Wayne Couzens is still set to die in prison after he lost his bid to reduce his sentence at the Court of Appeal. In May, senior judges heard challenges or appeals to the prison sentences of five convicted killers, including the whole-life terms of former police officer Couzens and double murderer Ian Stewart.
Emma Tustin and Thomas Hughes, who killed six-year-old Arthur Labinjo-Hughes, also had their sentences reviewed, along with triple murderer Jordan Monaghan. On Friday, the Lord Chief Justice Lord Burnett and four other judges refused to lower Couzens’ sentence.
Last year, the former officer was handed a whole life term for the rape and murder of 33-year-old Sarah Everard, the first time the sentence had been imposed for a single murder of an adult not committed in the course of a terror attack. Appealing against the whole-life term, Couzens’s lawyers argued he deserved “decades in jail” but said a whole-life term was excessive.
However, in a summary read out in court, Lord Burnett said that the sentencing judge was entitled to impose a whole life order due to the facts of Couzens’ case.
Reviewing the sentences of Arthur’s killers, the Court of Appeal was previously told the child suffered an unsurvivable brain injury while in the sole care of Tustin, who was jailed for life with a minimum term of 29 years. Tustin and Arthur’s father, Hughes, who was sentenced to 21 years for manslaughter, appealed against the length of their sentences which were also challenged as being unduly lenient.

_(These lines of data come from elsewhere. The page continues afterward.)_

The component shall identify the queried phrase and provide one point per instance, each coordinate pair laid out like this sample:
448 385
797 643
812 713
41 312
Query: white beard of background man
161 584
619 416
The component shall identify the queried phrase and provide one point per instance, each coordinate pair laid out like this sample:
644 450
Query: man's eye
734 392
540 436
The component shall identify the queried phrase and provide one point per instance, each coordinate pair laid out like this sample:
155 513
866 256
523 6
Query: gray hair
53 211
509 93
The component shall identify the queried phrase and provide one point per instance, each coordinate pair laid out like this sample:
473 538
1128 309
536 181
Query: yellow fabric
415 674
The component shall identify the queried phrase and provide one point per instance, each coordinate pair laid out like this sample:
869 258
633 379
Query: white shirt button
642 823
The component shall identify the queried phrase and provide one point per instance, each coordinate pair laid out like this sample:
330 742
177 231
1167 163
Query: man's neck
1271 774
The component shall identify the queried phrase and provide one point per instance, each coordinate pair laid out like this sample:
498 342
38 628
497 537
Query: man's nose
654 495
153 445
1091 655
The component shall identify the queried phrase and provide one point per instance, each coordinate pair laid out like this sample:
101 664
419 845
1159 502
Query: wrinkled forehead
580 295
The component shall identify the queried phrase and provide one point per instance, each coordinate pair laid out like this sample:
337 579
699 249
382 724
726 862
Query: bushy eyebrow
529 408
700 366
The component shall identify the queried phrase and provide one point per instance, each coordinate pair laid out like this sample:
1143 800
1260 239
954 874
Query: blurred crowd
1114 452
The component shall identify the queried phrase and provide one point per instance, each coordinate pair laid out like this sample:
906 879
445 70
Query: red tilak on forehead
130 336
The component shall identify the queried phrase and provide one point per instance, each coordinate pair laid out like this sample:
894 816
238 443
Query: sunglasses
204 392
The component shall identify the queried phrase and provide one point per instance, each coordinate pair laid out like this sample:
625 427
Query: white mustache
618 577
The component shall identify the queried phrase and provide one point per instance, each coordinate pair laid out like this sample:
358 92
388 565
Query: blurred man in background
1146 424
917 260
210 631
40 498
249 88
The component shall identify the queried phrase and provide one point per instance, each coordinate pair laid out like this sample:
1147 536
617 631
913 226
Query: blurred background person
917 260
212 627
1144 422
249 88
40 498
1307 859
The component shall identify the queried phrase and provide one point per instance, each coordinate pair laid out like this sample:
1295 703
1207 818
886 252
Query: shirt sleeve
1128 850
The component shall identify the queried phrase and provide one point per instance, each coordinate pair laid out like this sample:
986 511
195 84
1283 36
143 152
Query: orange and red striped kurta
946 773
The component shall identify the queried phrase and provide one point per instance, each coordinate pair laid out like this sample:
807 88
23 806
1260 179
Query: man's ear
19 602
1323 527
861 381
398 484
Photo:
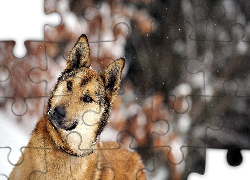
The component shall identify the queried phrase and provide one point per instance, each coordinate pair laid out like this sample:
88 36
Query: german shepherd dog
64 144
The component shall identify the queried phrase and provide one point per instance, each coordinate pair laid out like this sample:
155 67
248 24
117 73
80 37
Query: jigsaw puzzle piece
233 134
18 70
27 29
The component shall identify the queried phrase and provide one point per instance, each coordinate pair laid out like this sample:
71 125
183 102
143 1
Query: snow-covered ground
13 137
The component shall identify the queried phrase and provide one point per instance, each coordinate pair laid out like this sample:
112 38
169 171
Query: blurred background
185 86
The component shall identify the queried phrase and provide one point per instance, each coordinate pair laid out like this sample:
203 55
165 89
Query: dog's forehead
84 74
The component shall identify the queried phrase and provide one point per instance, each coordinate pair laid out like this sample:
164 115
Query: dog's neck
42 143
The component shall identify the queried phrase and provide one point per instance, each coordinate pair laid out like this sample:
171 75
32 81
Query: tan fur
64 143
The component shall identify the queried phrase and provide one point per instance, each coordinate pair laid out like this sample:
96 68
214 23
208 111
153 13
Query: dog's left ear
112 78
79 56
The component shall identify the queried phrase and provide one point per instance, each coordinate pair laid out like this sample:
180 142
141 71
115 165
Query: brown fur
64 143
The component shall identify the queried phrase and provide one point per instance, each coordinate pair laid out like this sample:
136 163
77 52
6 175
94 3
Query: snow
12 139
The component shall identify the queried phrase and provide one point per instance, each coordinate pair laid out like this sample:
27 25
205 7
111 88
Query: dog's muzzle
57 118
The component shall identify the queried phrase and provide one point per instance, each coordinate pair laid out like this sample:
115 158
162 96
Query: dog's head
79 105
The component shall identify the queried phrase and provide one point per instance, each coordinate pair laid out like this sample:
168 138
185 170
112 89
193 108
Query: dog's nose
59 113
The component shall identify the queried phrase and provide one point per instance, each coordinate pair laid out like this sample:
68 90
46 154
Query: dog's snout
59 113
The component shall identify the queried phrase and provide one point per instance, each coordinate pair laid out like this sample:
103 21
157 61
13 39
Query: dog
64 144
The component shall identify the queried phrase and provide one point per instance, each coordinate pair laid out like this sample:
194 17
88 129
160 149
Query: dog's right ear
79 56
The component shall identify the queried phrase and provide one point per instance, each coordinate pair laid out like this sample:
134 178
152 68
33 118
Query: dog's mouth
63 125
72 127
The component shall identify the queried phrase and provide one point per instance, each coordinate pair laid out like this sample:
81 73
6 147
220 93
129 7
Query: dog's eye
69 85
87 99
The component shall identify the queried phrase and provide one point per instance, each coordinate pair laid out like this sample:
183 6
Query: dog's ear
79 56
112 78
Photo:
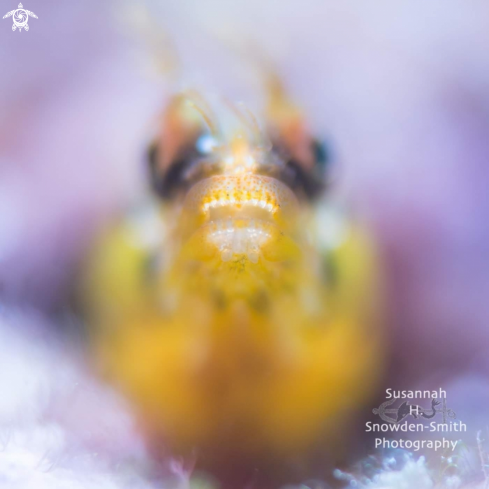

The judges refused to change Tustin’s sentence, finding she should not be given a whole life order and that her current sentence was not unduly lenient. However, Hughes’ sentence was found to be unduly lenient and was increased to 24 years.
Double killer Stewart, who murdered his first wife six years before he went on to murder his fiancee, successfully appealed against his whole-life order. Stewart killed 51-year-old children’s author Helen Bailey in 2016 and was found guilty of her murder in 2017.
After this conviction, police investigated the 2010 death of Stewart’s wife, Diane Stewart, 47, and in February he was found guilty of her murder.
Amjad Malik QC, for Stewart, argued that the whole-life order he was given for the murder of his first wife was not justified in the circumstances of the case. In a ruling on Friday, Lord Burnett and the four other judges said Stewart was “not one of the rare cases” where a whole life order should be imposed, reducing his sentence to life with a 35-year minimum term.
Judges also reviewed the sentence of Jordan Monaghan, who was handed a minimum term of 40 years at Preston Crown Court after he murdered two of his children and his new partner. The Court of Appeal previously heard that between January 2013 and October 2016 he murdered three-week-old Ruby and 21-month-old Logan before murdering Evie Adams.
In Friday’s ruling, the judges found that while a whole life order should not be imposed, the sentence should be increased to life with a minimum term of 48 years.